Gab: you know I’m so glad you said that because, i know practitioners who go it alone and I think to myself, why wouldn’t you want to learn from people that have come before you, you know why wouldn’t you want that knowledge as a basis for then what you’re going to go and do yourself, it doesn’t make sense to me that someone would just start working without some kind of mentoring or working with the people that have come before them, i’ve been thinking of that for a long time, i see a lot of sense in it…
Kay: don’t trust anybody that doesn’t think they have anything to learn…
Gab: its humility, you’re right, and I’ve been trying to work out what it is, its really just a lack of humility. I mean look at you, you’ve been humble enough to go and work with all these people, old and new and formulate a program which is the best of everything, that’s ultimately what you do isn’t it, you can take the best of everything…
“well your knowledge as you grow in knowledge in your field becomes like a big hologram and you add more and more pieces to the hologram universe”
Kay: well your knowledge as you grow in knowledge in your field becomes like a big hologram and you add more and more pieces to the hologram universe, and you know where to fit things in as you learn new things, and that’s what the developmental profile is – a hologram. I can put pieces as I learn new things, I do a lot more nutritional stuff than my colleagues …
Gab: I noticed that on your website you talk about metabolism and metabolic issues. I was impressed, that’s very open minded, there are a lot of therapists that have no…even if they have an idea of nutrition, they certainly don’t understand nutritional interventions that people with DS are using for example, even a lot of parents can’t get their heads around it, its amazing to see that, in fact i was surprised and happy to see, it really looks to me like you address the root cause, that was the impression I got from reading the website, was that, not only are you progressive, but you are really looking at the root cause. In Australia we have problems with therapists who are not open to anything new, if you ask them for something new you’ve heard about they immediately say no. Not only are they not looking at the root cause, but they don’t want to either, its very frustrating as a parent. So I’m very happy to endorse you for that reason, because I feel very aligned with you and the work you do…

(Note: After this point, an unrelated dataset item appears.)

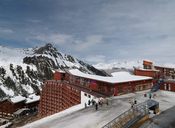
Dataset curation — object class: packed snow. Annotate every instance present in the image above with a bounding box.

“the good thing about the developmental profile is it doesn’t separate into pieces, into speech therapy, OT, PT, ST, DT… it’s all one piece, holism…”
Kay: the good thing about the developmental profile is it doesn’t separate into pieces, into speech therapy, OT, PT, ST, DT… its all one piece, holism…
Gab: Holistic… are you talking about your own developmental profile?
Kay: well I pretty much use the same profile as the Institutes with some modifications.
Gab: what do you consider the greatest challenges for children with Down Syndrome?
Kay: getting the world to understand that they can accomplish things…
Gab: yeah…absolutely…
Kay: the bigotry of the world. The first girl i worked with with DS Amanda, Amanda was in a typical school, her mother was a teacher there, at a Christian school, every course she wanted to take, her mother had to fight for her, I want to take Spanish, well they wouldn’t look at the fact that she could read well, they would look at the fact she had DS, right, so Amanda had to fight every step of the way, and she graduated at 20 with a high school diploma, and then I moved and lost track of them. But um, Amanda was funny, I was there one time and she turned to her mother and said ‘Mum, don’t use the D word’ and her mum looked at her and said ‘what D word”, “you know”, “what Amanda”, “you know the Down Syndrome word”. “Everybody can see you’ve got Down Syndrome” “how”, “well you know, your eyes”… “not if you don’t tell them”.
Gab: well I think she’s right, I don’t honestly see a huge difference, maybe because I have a child with DS…
Kay: You wanna hear a funny story? I have a family in Australia that are Chinese, they have a little girl with DS, and they didn’t tell the school she had DS…
Gab: and they wouldn’t have noticed…
Kay: they don’t know, she reads well, she does all this stuff well. Its reached the point where I don’t see Down Syndrome faces anymore…
Gab: I don’t either, I think they’re more beautiful…
Kay: when I meet the older ones that have not been treated, they have a thick neck, they have the mouth breathing, its very disturbing to me, it breaks my heart because the world needs to offer more, it is an exciting time, lots of stuff can help…
Gab: do you notice a difference between DS people who are treated and not treated when they get to adulthood?
Kay: you know what, I think the main thing is nutritional intervention, the ones with proper nutritional, metabolic, thyroid intervention and also specific developmental stimulation are more physically adept, more structurally slender, stronger and often more capable. If it is developmental, that is the key – that means intervention is possible so all the problems that individuals with DS have are often developmental which gives us the opportunity to intervene and reach a higher level of function.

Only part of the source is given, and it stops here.